Queste donne hanno bisogno di parlare e pregare e sono, spesso, affette da depressione. Ad occuparsi di loro è una equipe eterogenea composta da Fr. Eleuthere, una suora missionaria del Sacro cuore, un pastore protestante e una suora armena. Grazie a un piccolo budget a disposizione, i religiosi cercano anche di provvedere ai bisogni essenziali delle detenute per la cura personale, per aiutare loro a non perdere la dignità, pur se in condizioni difficili.

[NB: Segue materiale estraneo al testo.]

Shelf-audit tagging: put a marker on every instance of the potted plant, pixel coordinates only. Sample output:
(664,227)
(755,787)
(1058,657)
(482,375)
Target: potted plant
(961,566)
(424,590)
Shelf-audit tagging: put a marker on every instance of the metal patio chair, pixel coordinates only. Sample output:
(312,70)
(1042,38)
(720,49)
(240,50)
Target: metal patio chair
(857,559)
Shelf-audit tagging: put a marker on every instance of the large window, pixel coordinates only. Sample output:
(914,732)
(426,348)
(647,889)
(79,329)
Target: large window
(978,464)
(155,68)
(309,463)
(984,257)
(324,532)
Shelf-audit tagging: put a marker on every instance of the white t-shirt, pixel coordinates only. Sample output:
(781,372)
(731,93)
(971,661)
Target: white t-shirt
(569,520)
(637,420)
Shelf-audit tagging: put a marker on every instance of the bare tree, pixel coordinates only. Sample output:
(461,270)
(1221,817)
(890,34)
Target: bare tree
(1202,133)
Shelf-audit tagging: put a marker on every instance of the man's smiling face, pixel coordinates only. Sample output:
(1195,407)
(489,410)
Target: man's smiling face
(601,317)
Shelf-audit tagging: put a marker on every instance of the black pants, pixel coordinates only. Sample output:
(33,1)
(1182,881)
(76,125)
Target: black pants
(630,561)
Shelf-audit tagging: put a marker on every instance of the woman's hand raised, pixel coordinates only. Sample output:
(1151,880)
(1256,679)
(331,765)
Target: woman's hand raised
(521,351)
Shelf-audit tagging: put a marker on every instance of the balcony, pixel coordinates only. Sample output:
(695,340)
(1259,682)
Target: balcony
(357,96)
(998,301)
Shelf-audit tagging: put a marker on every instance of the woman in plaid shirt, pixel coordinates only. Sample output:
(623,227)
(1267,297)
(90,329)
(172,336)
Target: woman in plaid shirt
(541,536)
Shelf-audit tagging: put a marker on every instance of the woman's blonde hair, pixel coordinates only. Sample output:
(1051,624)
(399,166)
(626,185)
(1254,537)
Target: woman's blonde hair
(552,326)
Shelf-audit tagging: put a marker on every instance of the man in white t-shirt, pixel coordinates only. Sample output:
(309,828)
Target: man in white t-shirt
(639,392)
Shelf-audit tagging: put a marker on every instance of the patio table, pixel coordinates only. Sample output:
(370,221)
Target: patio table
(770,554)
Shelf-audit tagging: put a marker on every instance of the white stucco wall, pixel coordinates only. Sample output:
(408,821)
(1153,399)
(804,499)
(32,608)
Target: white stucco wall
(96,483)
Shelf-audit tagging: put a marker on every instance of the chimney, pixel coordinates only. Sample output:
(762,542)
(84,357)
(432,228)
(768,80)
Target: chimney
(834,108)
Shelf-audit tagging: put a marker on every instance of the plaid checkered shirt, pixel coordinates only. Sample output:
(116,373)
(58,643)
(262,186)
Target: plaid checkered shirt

Negli ultimi due anni, in concomitanza con il Covid, è aumentato il sovraffollamento delle carceri in Turchia, motivo per il quale è stata concessa la libertà provvisoria ad alcuni detenuti. “Da un giorno all’altro abbiamo scoperto che molti di loro vivevano in strada – racconta Fr. Eleuthere -. Abbiamo deciso, così, di accogliere 38 persone (stavolta anche maschi) in una parte del convento che dovevamo ristrutturare. Ora almeno la metà sono riusciti a emanciparsi e ci stanno dando una grande testimonianza di solidarietà: chi percepisce un reddito a volte torna in carcere per portare soldi a chi è ancora detenuto”.
Il lavoro tra diversi cristiani, fianco a fianco per la cura degli emarginati della società, è un miracolo quotidiano di ecumenismo, in una realtà in cui i cristiani sono la minoranza.
“Il paradigma per fare dialogo ecumenico e interreligioso in Turchia è la gratuità, perché non abbiamo pretese – afferma Fr. Eleuthere -. Potremmo sparire dall’oggi al domani e sappiamo che il nostro lavoro è così”.